Neredeyse 1,5 buçuk yıldır büyük bir salgınla karşı karşıyayız. Kimi sevdiğini kaybetti, kimi evde kalmaktan psikolojisi bozuldu, kimi hastalığa maruz kaldı ağır geçirdi, kimi sevdiklerime bir şey olacak diye tedirgin günler geçirdi ve hala da geçirmeye devam ediyor.

Evet bana göre Türkiye bu salgını iyi yönetti, tabi sevdiklerini kaybedenler için acı dolu günler oldu. Rabbim sevdiklerini kaybedenlere sabır, hayatını kaybedenlere de rahmet eylesin.

Şimdi gelelim bu günlere; şu an o zor günleri geride bırakırken, derin bir nefes almak yerine kendimizi korumaya devam edelim. Kimimiz aşı sıramız gelsin de gidip aşı olalım derken, kimi ben asla aşı olmam diyor. Neden aşı olmak istemiyorsun deyince de ‘güvenmiyorum’ diyor.

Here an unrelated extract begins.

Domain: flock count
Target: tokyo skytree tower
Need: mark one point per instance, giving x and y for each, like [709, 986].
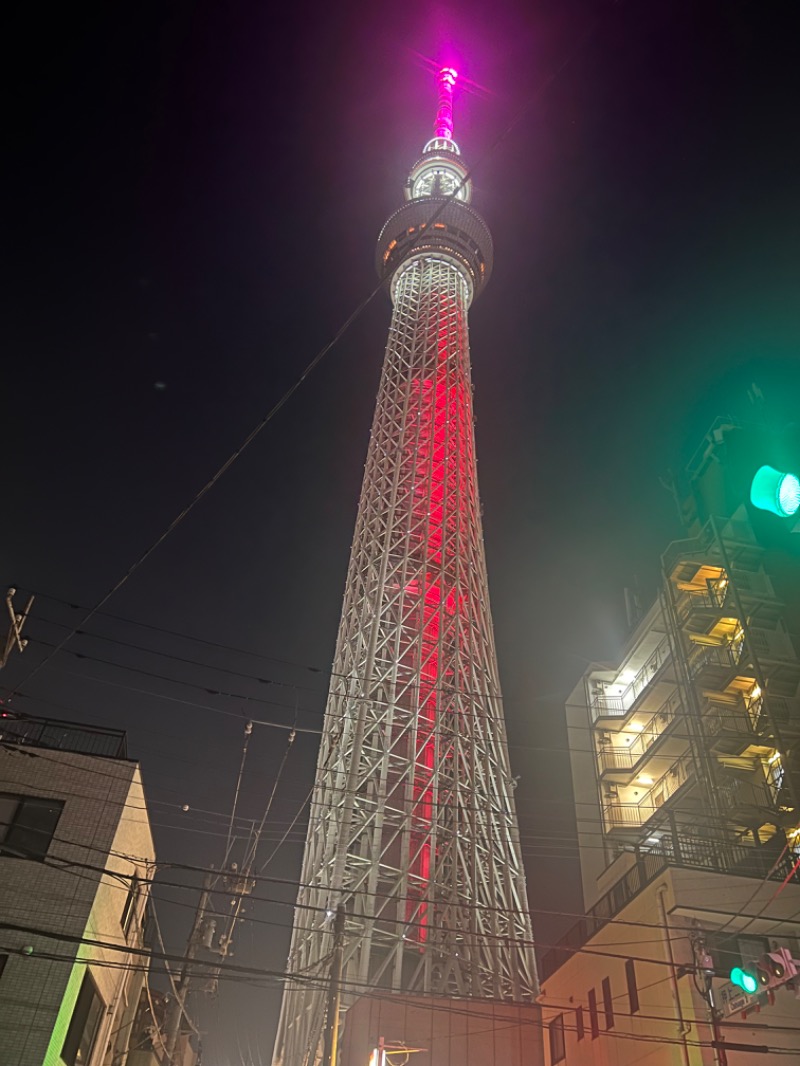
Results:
[413, 827]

Şu ülkede doktor, profesör, bilim adamı ve cumhurbaşkanı oluyorsa sen neden olmuyorsun anlamış değilim. Öyle güvenmemek gibi bir durum söz konusu olsaydı zaten ülkemizin başındaki hükümet ve sağlık çalışanlarımız, bilim adamlarımız da olmazdı.

Gelin bu inadı bırakın hep birlikte şu korona illetini alt edelim. Benim gözümde aşı olmayan kişi bencil bir kişilik. Çünkü sadece kendini düşünüyor. Etrafındaki hiç kimseyi düşünmeden onları riske atıyorum demeden ‘güvenmiyorum aşı olmayacağım’ diyor.

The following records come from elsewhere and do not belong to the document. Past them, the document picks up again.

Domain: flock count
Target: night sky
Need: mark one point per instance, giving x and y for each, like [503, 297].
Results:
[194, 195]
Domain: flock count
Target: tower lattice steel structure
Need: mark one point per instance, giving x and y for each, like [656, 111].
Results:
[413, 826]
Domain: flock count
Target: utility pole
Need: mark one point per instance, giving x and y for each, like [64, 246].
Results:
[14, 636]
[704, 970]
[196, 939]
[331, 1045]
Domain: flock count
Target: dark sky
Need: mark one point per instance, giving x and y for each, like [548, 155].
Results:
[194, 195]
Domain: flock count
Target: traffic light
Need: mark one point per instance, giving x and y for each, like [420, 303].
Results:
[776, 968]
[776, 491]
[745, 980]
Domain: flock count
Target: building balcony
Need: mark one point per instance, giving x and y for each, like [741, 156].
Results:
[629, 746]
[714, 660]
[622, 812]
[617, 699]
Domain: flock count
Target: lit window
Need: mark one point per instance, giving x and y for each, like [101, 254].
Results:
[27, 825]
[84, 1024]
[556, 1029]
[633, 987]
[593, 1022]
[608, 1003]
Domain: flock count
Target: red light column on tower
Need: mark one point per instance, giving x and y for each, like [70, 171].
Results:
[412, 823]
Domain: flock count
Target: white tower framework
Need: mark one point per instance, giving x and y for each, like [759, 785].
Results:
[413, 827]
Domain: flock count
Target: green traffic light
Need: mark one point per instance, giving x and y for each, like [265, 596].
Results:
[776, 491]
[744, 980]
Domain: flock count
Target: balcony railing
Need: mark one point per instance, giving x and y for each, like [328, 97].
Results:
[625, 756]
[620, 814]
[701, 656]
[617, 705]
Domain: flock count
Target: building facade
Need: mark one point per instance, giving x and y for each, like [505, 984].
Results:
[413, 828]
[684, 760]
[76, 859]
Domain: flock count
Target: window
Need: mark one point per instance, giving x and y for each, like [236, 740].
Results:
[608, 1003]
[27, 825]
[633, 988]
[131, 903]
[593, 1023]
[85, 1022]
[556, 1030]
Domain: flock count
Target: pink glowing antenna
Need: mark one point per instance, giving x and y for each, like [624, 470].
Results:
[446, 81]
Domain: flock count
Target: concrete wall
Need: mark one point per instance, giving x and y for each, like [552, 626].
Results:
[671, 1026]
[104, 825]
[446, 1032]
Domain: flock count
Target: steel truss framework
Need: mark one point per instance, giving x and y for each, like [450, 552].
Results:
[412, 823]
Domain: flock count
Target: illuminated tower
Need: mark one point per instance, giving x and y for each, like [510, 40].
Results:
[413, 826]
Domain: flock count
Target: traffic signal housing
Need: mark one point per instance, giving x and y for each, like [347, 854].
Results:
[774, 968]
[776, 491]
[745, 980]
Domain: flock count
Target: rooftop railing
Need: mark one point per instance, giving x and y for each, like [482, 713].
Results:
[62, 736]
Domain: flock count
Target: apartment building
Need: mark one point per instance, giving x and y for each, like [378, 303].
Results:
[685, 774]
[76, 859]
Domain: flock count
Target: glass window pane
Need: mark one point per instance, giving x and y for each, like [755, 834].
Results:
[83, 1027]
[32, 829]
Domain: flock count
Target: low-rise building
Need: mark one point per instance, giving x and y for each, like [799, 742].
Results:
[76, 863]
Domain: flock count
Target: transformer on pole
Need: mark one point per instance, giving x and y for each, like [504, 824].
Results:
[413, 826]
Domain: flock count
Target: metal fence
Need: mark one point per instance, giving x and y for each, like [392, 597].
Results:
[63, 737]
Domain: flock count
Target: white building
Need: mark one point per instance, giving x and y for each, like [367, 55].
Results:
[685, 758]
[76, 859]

Arkadaş sen bu ülkede yaşıyorsan aşı olmak zorundasın. Tabi ki böyle bir zorunluluk yok ama eğer ki insanım diyorsan ve insanlara değer veriyorsan aşı olma zorunluluğun var.

Hı bu arada geçen okudum da inanamadım daha doğrusu inanmak istemedim. Bazı kendini bilmezler aşı randevusu alıp gitmiyormuş, sırf aşı boşa gitsin diye. Yazık günah arkadaş nedir bu düşmanlık. İnsan kendi devletine, milletine bu kadar düşmanca davranır mı?

Gelin hep birlikte şu illeti yenelim. Sevdiklerimize bir şey olmasına izin vermeyelim.

Bu hastalıktan korunmanın tek yolu aşı ve aşı olmazsan yarın bir gün senin de sevdiklerine bir şey olur ve hayatının en büyük hatasıyla karşı karşıya kalırsın.

Düşmanlığı bırak kendine gel!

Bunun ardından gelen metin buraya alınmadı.